No Southerners weighed in. I wish one of us had. The article was prompted by an earlier WSJ article on “The New Rules of Middle Age, Written by Women.” I was encouraged at first when I noticed that “middle age” had stretched out a bit, and people my age had managed to make the cut.
Who knew?
I also thought I had successfully managed to reinvent myself a number of times in the past few decades, but I realize how my ambitions pale beside these ladies.
None of these spectacular women said one word about loving their families or their grandchildren. I thought that was rather odd. All of these spotlighted were chosen from their submitted Facebook responses to the early article, so maybe the person selecting them was not into grand mothering or legacies either — clearly un-Southern all the way around.
The ten included one 69 -year-old who recently set the Guinness World Record for oldest female to bicycle across Canada. Her next project is cycling a peace sign the size of North America. I did not make that up. I am not sure I could bike to the end of my street.
Another at 67, had just completed three half-marathons, climbed Machu Picchu, and snorkeled in the Galápagos. (For anyone who, like me, daydreamed through Geography lessons, both of those are in South America).
Still another had left her respectable Midwestern suburban life as an empty nester, moved to California, taken up piano and ukulele, and now gives ukulele concerts. There was also a 50-year-old from New York City who had taken up the drums in hopes of joining a rock band. Another Californian, age 57, said, a bit irreverently, “Do what makes you happy because there are no rules in life.”
At that point, I choked on my cantaloupe. What terrible advice. I would love to check in with her in a year or so and see how such a plan of pleasing all of her appetites and throwing away the rule book has worked out for her.
However, I totally understand the desire to try something new after several decades of rearing a family and living in a perpetual state of meeting the needs of others— others who so seldom consider your need for just a little affirmation here and there. I just don’t think most of us would want to check out completely.
In 1955, Anne Morrow Lindbergh wrote a classic women’s book, A Gift from the Sea. It has sold three million copies and has been translated into 45 languages.

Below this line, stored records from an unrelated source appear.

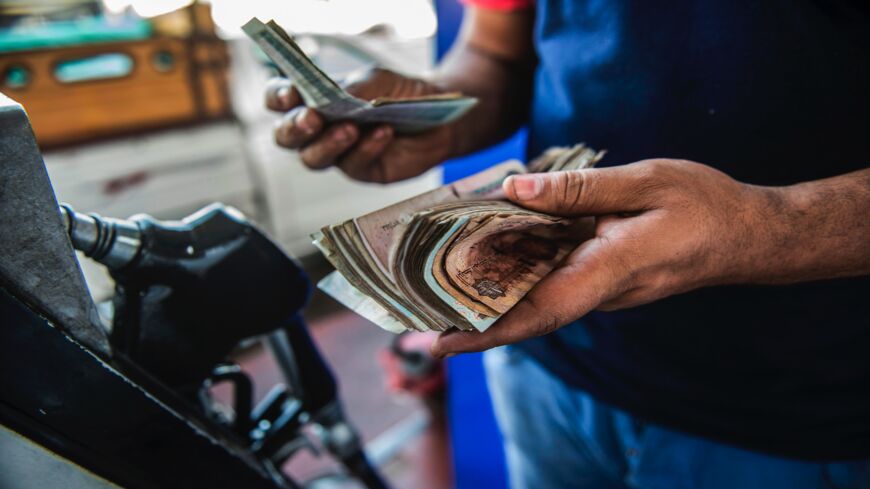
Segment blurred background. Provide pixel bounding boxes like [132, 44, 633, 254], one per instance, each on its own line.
[0, 0, 441, 299]
[0, 1, 447, 487]
[0, 1, 516, 487]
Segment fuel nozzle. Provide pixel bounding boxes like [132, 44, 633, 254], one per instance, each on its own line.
[59, 202, 312, 390]
[59, 204, 142, 270]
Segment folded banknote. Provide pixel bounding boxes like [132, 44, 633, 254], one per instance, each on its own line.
[314, 145, 605, 334]
[243, 18, 478, 134]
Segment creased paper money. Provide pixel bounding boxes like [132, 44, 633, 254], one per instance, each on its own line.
[243, 18, 478, 134]
[314, 144, 604, 334]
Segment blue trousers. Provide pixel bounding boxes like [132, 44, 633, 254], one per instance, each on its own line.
[484, 346, 870, 489]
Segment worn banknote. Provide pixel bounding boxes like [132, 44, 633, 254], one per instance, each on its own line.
[243, 18, 478, 134]
[314, 144, 604, 334]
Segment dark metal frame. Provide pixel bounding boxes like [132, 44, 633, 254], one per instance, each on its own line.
[0, 92, 292, 489]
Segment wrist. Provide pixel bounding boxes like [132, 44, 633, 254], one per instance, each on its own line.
[717, 183, 802, 286]
[703, 169, 870, 287]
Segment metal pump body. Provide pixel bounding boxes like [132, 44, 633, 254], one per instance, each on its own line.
[1, 92, 388, 489]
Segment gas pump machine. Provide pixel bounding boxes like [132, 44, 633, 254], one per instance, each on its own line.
[0, 92, 387, 489]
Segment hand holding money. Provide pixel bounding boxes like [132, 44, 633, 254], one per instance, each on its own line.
[431, 159, 777, 357]
[315, 145, 605, 335]
[246, 18, 477, 182]
[265, 69, 459, 182]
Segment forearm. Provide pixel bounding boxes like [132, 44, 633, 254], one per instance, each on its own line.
[431, 7, 535, 157]
[739, 168, 870, 284]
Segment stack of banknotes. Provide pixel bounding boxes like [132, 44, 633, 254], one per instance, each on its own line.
[243, 17, 478, 134]
[314, 145, 605, 334]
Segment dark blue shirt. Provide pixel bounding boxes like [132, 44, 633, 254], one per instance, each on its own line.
[520, 0, 870, 460]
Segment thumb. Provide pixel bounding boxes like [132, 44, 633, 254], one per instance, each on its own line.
[503, 165, 652, 216]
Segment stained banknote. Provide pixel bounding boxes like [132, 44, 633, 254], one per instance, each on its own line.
[315, 144, 604, 333]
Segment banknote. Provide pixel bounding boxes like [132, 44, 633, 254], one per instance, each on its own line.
[354, 159, 526, 278]
[243, 18, 478, 134]
[315, 162, 527, 332]
[528, 144, 606, 172]
[315, 144, 603, 334]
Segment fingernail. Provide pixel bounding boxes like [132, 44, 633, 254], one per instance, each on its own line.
[334, 125, 354, 143]
[373, 126, 390, 140]
[509, 175, 543, 200]
[443, 353, 456, 359]
[277, 86, 291, 107]
[295, 109, 314, 134]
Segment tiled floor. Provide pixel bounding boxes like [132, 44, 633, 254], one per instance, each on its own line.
[227, 307, 452, 489]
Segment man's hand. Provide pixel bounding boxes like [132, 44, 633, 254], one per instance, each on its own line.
[431, 159, 795, 357]
[265, 68, 456, 183]
[264, 7, 536, 184]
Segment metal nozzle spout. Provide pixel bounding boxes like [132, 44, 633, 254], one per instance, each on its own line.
[59, 204, 142, 270]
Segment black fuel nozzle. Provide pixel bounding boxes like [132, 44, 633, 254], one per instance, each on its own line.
[61, 203, 311, 391]
[61, 203, 389, 489]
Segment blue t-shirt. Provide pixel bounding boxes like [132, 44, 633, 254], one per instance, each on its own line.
[519, 0, 870, 460]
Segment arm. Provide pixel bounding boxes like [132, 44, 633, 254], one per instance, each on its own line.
[431, 160, 870, 356]
[434, 6, 536, 156]
[264, 6, 536, 182]
[739, 169, 870, 284]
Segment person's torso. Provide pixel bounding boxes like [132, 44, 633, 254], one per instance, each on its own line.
[521, 0, 870, 460]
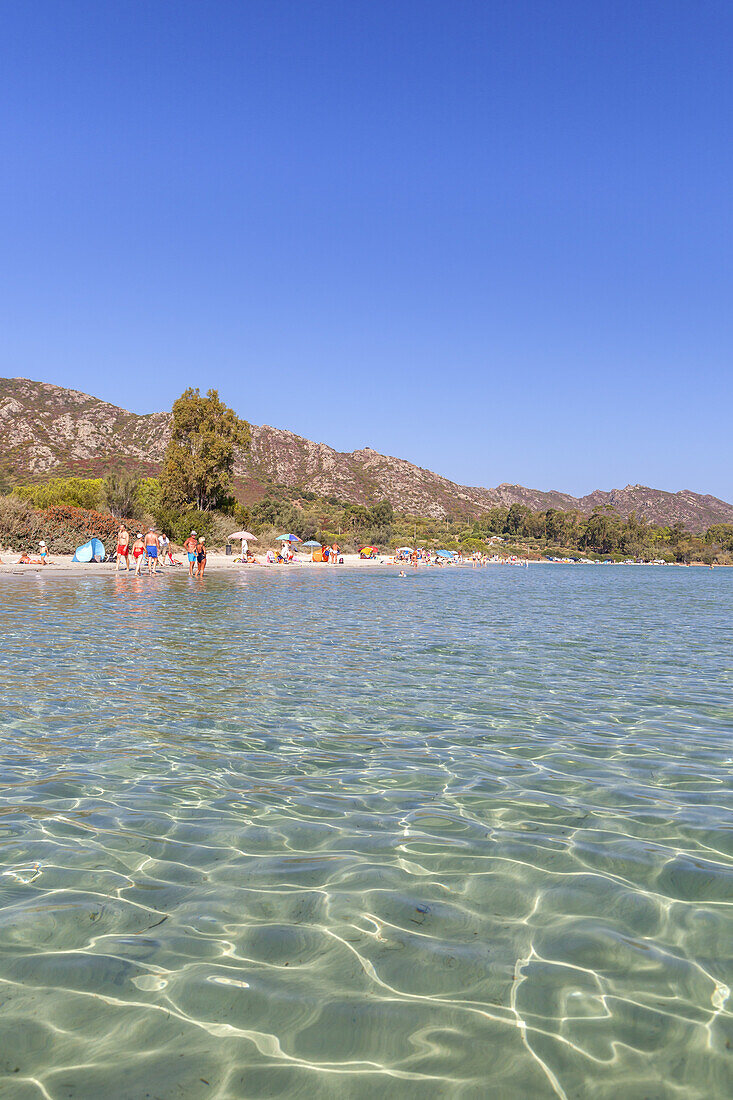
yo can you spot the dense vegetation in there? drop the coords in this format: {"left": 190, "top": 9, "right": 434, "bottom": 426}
{"left": 245, "top": 489, "right": 733, "bottom": 563}
{"left": 3, "top": 475, "right": 732, "bottom": 563}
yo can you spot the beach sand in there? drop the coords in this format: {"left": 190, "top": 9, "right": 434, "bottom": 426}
{"left": 0, "top": 551, "right": 424, "bottom": 577}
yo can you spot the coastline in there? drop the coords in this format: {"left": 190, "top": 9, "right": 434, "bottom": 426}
{"left": 1, "top": 553, "right": 727, "bottom": 578}
{"left": 0, "top": 552, "right": 406, "bottom": 577}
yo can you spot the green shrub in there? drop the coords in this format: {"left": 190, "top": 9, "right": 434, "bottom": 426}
{"left": 135, "top": 477, "right": 163, "bottom": 521}
{"left": 0, "top": 497, "right": 132, "bottom": 554}
{"left": 152, "top": 508, "right": 214, "bottom": 546}
{"left": 14, "top": 477, "right": 104, "bottom": 511}
{"left": 103, "top": 473, "right": 141, "bottom": 519}
{"left": 0, "top": 496, "right": 43, "bottom": 550}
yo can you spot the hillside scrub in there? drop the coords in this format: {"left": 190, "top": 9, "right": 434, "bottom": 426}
{"left": 2, "top": 480, "right": 732, "bottom": 564}
{"left": 14, "top": 477, "right": 105, "bottom": 511}
{"left": 246, "top": 489, "right": 733, "bottom": 562}
{"left": 0, "top": 495, "right": 235, "bottom": 555}
{"left": 0, "top": 496, "right": 44, "bottom": 550}
{"left": 0, "top": 497, "right": 127, "bottom": 554}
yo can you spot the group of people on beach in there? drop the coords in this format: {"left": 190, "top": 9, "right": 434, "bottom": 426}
{"left": 115, "top": 525, "right": 207, "bottom": 577}
{"left": 2, "top": 530, "right": 491, "bottom": 573}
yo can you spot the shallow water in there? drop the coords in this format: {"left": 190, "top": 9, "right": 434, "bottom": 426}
{"left": 0, "top": 565, "right": 731, "bottom": 1099}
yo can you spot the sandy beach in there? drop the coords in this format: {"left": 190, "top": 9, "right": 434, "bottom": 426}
{"left": 2, "top": 554, "right": 716, "bottom": 576}
{"left": 0, "top": 551, "right": 429, "bottom": 577}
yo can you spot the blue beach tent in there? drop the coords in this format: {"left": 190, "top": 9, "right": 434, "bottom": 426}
{"left": 72, "top": 538, "right": 106, "bottom": 563}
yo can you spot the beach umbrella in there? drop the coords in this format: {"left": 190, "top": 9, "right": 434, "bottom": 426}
{"left": 395, "top": 546, "right": 413, "bottom": 553}
{"left": 276, "top": 533, "right": 302, "bottom": 542}
{"left": 302, "top": 540, "right": 322, "bottom": 547}
{"left": 228, "top": 530, "right": 257, "bottom": 542}
{"left": 436, "top": 549, "right": 454, "bottom": 558}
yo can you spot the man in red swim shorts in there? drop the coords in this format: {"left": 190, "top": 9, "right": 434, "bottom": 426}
{"left": 116, "top": 524, "right": 130, "bottom": 572}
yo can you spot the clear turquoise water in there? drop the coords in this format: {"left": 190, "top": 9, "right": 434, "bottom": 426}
{"left": 0, "top": 565, "right": 731, "bottom": 1099}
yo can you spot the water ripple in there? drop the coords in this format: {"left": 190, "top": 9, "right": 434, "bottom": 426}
{"left": 0, "top": 566, "right": 731, "bottom": 1098}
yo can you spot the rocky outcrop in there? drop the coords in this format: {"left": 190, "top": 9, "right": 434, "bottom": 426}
{"left": 2, "top": 377, "right": 732, "bottom": 531}
{"left": 0, "top": 377, "right": 169, "bottom": 478}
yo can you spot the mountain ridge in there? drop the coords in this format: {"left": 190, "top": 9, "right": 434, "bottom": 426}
{"left": 1, "top": 377, "right": 731, "bottom": 531}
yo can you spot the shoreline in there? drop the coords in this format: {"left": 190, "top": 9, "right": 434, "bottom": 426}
{"left": 0, "top": 553, "right": 728, "bottom": 578}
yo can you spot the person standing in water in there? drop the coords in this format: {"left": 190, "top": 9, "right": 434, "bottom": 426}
{"left": 184, "top": 530, "right": 198, "bottom": 576}
{"left": 116, "top": 524, "right": 130, "bottom": 572}
{"left": 196, "top": 536, "right": 207, "bottom": 577}
{"left": 132, "top": 533, "right": 146, "bottom": 575}
{"left": 144, "top": 528, "right": 159, "bottom": 575}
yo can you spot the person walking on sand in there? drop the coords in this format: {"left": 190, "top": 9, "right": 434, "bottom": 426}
{"left": 116, "top": 524, "right": 130, "bottom": 572}
{"left": 196, "top": 536, "right": 207, "bottom": 577}
{"left": 132, "top": 533, "right": 146, "bottom": 575}
{"left": 184, "top": 530, "right": 198, "bottom": 576}
{"left": 331, "top": 542, "right": 338, "bottom": 565}
{"left": 158, "top": 531, "right": 170, "bottom": 566}
{"left": 144, "top": 528, "right": 159, "bottom": 575}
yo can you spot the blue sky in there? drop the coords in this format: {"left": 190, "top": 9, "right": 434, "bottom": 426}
{"left": 2, "top": 1, "right": 731, "bottom": 500}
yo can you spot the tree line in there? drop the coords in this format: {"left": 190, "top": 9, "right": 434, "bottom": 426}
{"left": 470, "top": 502, "right": 733, "bottom": 561}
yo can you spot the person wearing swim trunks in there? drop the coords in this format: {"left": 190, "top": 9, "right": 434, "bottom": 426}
{"left": 116, "top": 524, "right": 130, "bottom": 572}
{"left": 184, "top": 530, "right": 198, "bottom": 576}
{"left": 159, "top": 532, "right": 170, "bottom": 565}
{"left": 196, "top": 537, "right": 207, "bottom": 577}
{"left": 145, "top": 528, "right": 159, "bottom": 575}
{"left": 132, "top": 533, "right": 145, "bottom": 575}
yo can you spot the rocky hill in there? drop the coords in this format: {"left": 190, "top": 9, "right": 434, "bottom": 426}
{"left": 0, "top": 377, "right": 168, "bottom": 480}
{"left": 2, "top": 377, "right": 732, "bottom": 531}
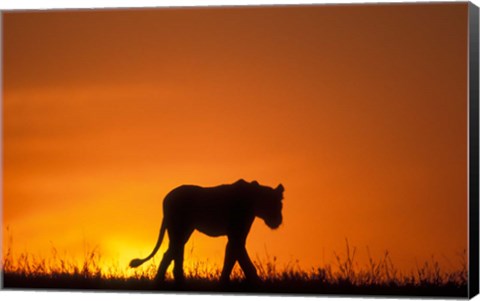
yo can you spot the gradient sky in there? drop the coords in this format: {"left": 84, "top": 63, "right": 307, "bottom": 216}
{"left": 2, "top": 3, "right": 469, "bottom": 274}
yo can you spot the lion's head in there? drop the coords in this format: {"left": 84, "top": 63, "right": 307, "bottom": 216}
{"left": 250, "top": 181, "right": 284, "bottom": 229}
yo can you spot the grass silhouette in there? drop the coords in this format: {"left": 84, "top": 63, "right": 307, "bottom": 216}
{"left": 1, "top": 239, "right": 467, "bottom": 297}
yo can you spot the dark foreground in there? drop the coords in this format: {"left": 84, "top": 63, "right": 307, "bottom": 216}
{"left": 2, "top": 272, "right": 467, "bottom": 298}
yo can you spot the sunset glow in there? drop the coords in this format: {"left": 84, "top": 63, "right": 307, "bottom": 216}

My copy is a 1975 edition, and it is so special to me because she had added an afterword which was not in the earlier edition. The afterword could have been titled, “What I know now that I didn’t know then.”
She reflected on a new season of life as an empty nester as she commented that women have to come to terms with new stages of life and different roles that come with each. She also mentioned the time frame of about every twenty years.
Such a statement makes me think of this: “Blessed are the flexible, for they shall not be bent out of shape.” That is true. But also true is this timeless gem: “To everything there is a season, and a time to every purpose under the heaven” (Ecclesiastes 3:1).
I don’t think people in my generation thought too much about seasons of life when we were very young. I wish we had, but it is not too late to prepare our daughters. Seasons are good things because there are new challenges and new experiences to appreciate with each phase of life. Don’t lose yourself in thinking life can only be meaningful if you “do what makes you happy because there are no rules.”
I am very Mississippi. I have traveled a little, but I certainly would not impress you particularly with the places I’ve been or the people I’ve met. So many of my friends have been many more places and can reel off accomplishments much more impressive than mine. But I’ll take my life with all its stuff — happy and unhappy.
I had parents who loved me, a hometown filled with role models who showed me what integrity looked like and lifelong friends who stay in touch all these years past childhood.
I also love being involved in my adult children’s lives without being responsible for their decisions every day!
And then, of course, there are grandchildren. I would not have missed that experience for all the rock star accolades in America!
I seriously doubt you will ever read that I went to Hawaii, took up ukulele and am available for concerts.
I’ll be right here in case anybody wants to know!